SEC will run new and old EDGAR temporarily

SEC will run new and old EDGAR temporarily

By Mark A. Kellner

Special to GCN

The Securities and Exchange Commission will extend the life of the current generation of its Electronic Data Gathering, Analysis and Retrieval system until mid-April'nearly five months longer than first planned'so users can adjust to the new Internet filing program.

Over Thanksgiving weekend, the commission will launch one of the government's first major forays into use of Extensible Markup Language forms. Over a six-day period, SEC will roll out the next-generation EDGAR, which will let users file financial information via a Web application.

Holiday lull

SEC officials decided to undertake the $22.5 million upgrade over the holiday weekend because the Friday following Thanksgiving historically has had the fewest filings of any day of the year [GCN, Sept. 4, Page 1].

The new Web application has been tested by only 10 percent of the filing community, the financial and publicly held companies required by law to file reports with the commission. The commission wants to give the other 90 percent of EDGAR filers a chance to try the new process before it makes the use of the new app mandatory, SEC officials said.

After Thanksgiving and through April 20, the agency will lets users file via both the old and new systems. Originally, SEC had planned to shut down its 15-year-old, MS-DOS filing app shortly after the upgrade.

'Filers are strongly urged to migrate to the new, modernized EDGARLink and EDGAR system now,' the commission said in a statement. 'We will make every effort to keep the legacy filing system fully operational during this extended period, but no further system expansion or improvements are planned.'

Through the cutover, the commission will replace the MS-DOS filing system with one using the Extensible Forms Description Language, or XFDL, created by PureEdge Solutions Inc. of Bellevue, Wash., and Tim Bray, co-editor of the original XML specification.
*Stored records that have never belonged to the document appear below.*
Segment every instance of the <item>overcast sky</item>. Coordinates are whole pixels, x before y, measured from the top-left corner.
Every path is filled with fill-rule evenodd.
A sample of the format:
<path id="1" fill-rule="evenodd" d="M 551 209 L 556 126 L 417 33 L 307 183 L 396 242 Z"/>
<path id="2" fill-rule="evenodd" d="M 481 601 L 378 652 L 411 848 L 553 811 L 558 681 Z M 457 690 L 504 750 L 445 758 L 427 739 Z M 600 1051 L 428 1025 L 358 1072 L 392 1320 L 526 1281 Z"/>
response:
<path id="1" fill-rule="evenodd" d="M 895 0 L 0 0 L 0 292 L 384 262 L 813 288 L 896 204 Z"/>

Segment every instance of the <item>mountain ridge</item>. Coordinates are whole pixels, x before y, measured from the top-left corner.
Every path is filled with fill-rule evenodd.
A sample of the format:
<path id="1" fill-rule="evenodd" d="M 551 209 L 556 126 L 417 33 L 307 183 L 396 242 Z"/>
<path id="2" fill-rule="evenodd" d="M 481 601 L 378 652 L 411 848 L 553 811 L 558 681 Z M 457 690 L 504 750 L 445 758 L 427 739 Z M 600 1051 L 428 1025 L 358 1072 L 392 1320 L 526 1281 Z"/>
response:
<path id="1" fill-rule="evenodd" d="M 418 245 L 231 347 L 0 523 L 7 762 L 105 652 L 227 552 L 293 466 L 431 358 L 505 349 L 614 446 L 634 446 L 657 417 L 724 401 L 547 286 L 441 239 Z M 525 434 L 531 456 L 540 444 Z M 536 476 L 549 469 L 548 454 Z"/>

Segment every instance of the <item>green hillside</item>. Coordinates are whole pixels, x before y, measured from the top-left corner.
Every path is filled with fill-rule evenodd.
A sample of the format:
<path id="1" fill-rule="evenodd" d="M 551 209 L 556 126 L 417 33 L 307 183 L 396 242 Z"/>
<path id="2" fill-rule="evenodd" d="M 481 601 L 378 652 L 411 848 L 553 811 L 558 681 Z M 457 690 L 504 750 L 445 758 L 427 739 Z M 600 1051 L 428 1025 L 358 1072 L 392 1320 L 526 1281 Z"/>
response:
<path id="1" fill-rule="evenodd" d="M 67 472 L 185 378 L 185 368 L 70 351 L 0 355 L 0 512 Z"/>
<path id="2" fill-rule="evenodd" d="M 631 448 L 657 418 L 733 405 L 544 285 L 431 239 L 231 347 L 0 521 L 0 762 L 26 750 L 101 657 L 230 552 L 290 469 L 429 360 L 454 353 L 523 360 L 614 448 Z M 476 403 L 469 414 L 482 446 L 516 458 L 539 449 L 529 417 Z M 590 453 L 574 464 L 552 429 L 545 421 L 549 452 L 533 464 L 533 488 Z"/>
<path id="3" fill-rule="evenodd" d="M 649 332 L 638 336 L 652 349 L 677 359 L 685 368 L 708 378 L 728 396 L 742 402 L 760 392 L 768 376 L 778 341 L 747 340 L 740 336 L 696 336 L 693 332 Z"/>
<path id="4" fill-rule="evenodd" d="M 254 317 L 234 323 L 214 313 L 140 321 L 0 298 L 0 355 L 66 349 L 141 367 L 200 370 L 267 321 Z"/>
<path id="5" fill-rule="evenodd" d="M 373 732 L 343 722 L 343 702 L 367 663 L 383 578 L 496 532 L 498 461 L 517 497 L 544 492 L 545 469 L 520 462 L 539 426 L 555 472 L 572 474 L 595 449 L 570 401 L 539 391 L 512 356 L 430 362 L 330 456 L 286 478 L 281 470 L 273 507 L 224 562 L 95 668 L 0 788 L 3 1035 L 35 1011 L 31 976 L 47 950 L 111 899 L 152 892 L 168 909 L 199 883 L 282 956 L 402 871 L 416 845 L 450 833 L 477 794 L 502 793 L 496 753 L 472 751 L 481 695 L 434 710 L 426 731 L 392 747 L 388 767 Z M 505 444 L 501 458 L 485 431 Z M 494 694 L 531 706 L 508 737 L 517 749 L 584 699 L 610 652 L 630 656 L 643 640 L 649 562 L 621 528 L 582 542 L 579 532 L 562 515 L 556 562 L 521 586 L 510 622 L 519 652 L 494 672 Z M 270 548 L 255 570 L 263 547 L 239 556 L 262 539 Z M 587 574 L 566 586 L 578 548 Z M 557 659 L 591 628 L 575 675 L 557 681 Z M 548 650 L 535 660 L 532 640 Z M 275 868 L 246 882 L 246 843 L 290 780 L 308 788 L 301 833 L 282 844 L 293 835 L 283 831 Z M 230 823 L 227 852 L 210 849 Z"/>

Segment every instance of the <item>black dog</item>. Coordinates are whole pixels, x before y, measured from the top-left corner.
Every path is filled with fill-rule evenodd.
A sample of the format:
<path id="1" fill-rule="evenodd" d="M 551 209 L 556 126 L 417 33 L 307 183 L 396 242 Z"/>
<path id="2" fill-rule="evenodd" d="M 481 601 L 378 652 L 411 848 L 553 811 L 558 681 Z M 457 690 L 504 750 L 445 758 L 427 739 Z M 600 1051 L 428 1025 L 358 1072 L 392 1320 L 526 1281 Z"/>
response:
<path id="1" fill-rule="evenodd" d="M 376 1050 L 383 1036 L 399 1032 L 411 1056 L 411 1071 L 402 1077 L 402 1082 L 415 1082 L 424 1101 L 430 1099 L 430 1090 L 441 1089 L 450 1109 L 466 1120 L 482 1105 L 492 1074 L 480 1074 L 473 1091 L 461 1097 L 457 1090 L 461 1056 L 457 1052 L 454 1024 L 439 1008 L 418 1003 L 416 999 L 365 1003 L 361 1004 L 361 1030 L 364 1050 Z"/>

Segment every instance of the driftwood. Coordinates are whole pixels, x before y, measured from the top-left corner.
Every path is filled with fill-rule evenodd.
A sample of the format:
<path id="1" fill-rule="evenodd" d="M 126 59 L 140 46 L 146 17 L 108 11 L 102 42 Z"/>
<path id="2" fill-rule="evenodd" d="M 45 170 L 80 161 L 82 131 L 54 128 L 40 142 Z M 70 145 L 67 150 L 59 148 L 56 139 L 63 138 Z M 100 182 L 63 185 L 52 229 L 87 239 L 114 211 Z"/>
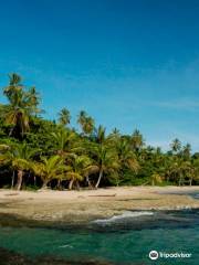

The company has provided the commission with predefined document templates. The documents can be submitted online securely by a user who has an SEC-assigned log-on identification and password. Additional security is provided through the use of a digital signature program from VeriSign Inc. of Mountain View, Calif. (see story, Page 38).

'We needed to modernize our systems and make the filing process not just easier, but less expensive for taxpayers and companies required to file with us,' said Rick Heroux, the commission's EDGAR program manager.

The PureEdge InternetForms provide XML templates for SEC's 397 forms, such as 10-Ks and 10-Qs. A user will download a form from the EDGAR Web site, complete it, digitally sign it and then upload the completed form to the site. Filers can also attach related documents to the forms.

The commission anticipates receiving 6,000 filings per day on average from the 110,000 public companies and other entities that are required to file financial documents.

'We looked at several different document technologies and consulted with market analysts' at GartnerGroup Inc. of Stamford, Conn., said Richard Truax, EDGAR project program manager for TRW Inc., the prime EDGAR contractor.

'The PureEdge InternetForms Commerce System allowed us to update EDGAR from a DOS format to an XML format, as well as offer a more graphical, easy-to-use interface,' he said.